Since April 7, 1980, we haven't "tried talking" to Iranian leaders at all. Not about their nuclear program. Not "repeatedly." Not once.
Since that day twenty eight years ago, it has been the stated policy of the United States of America not to have diplomatic relations with the Islamic Republic of Iran. Generally speaking, if we have something we want to say to the Iranians, we tell the Swiss and they pass it along. If the Iranians have something they want to tell us, it gets filtered through Pakistan. (The Bush administration has initiated some low level discussions, since 2001, about Iraq and Afghanistan issues.)

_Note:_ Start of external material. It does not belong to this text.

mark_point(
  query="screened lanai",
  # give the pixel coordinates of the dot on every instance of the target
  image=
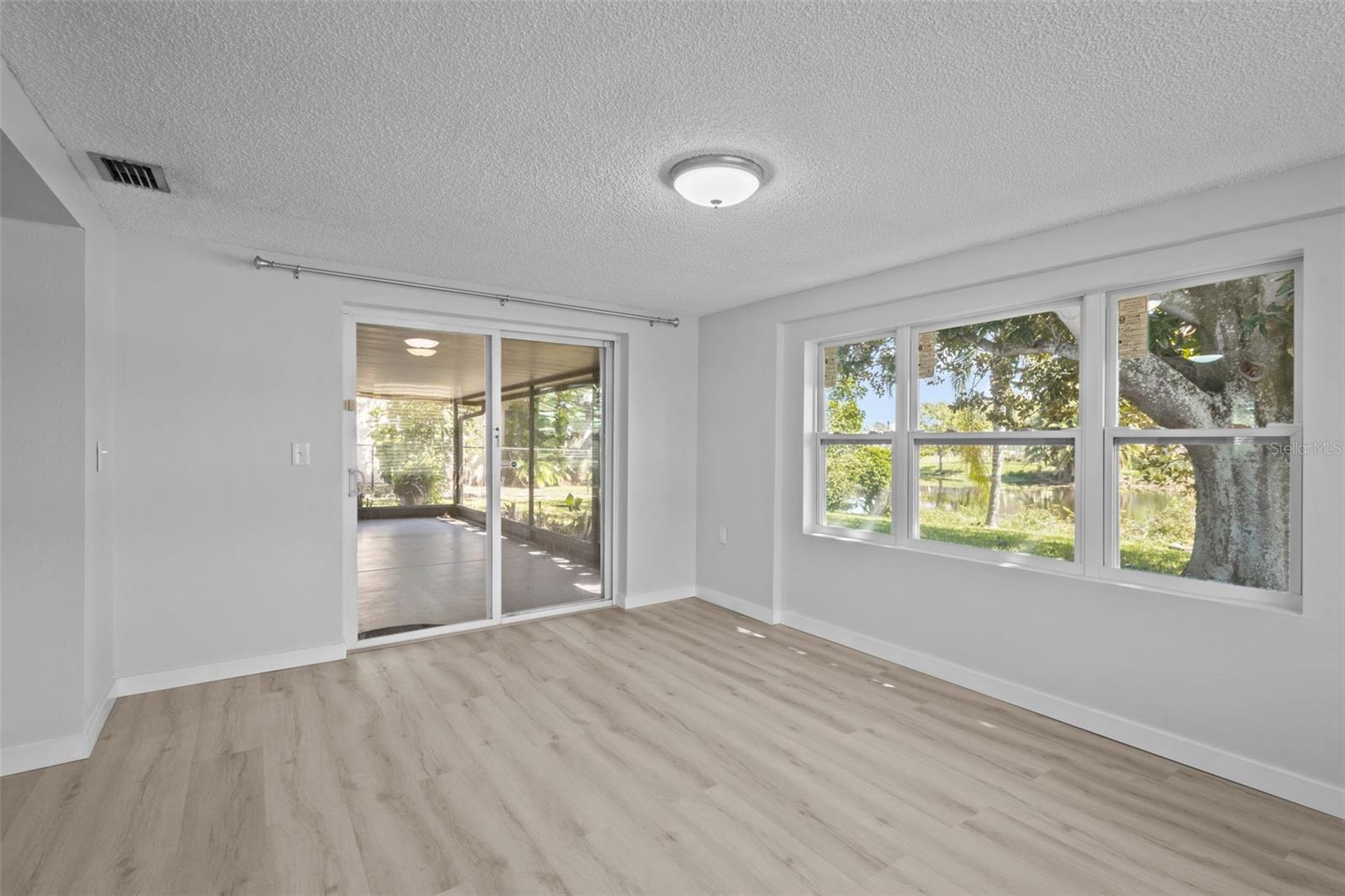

Personally, I think being wrong about official US policy towards Iran, and about whether recent history shows that negotiating with them won't work, is more serious than being wrong about precisely which Nazi concentration camp your great-uncle helped liberate.
In fairness, John McCain hasn't made opposing talks with Iran a centerpiece of his campaign, and this issue is not quite so manifestly relevant to U.S. policy as the whereabouts of Barack Obama's great uncle in 1945.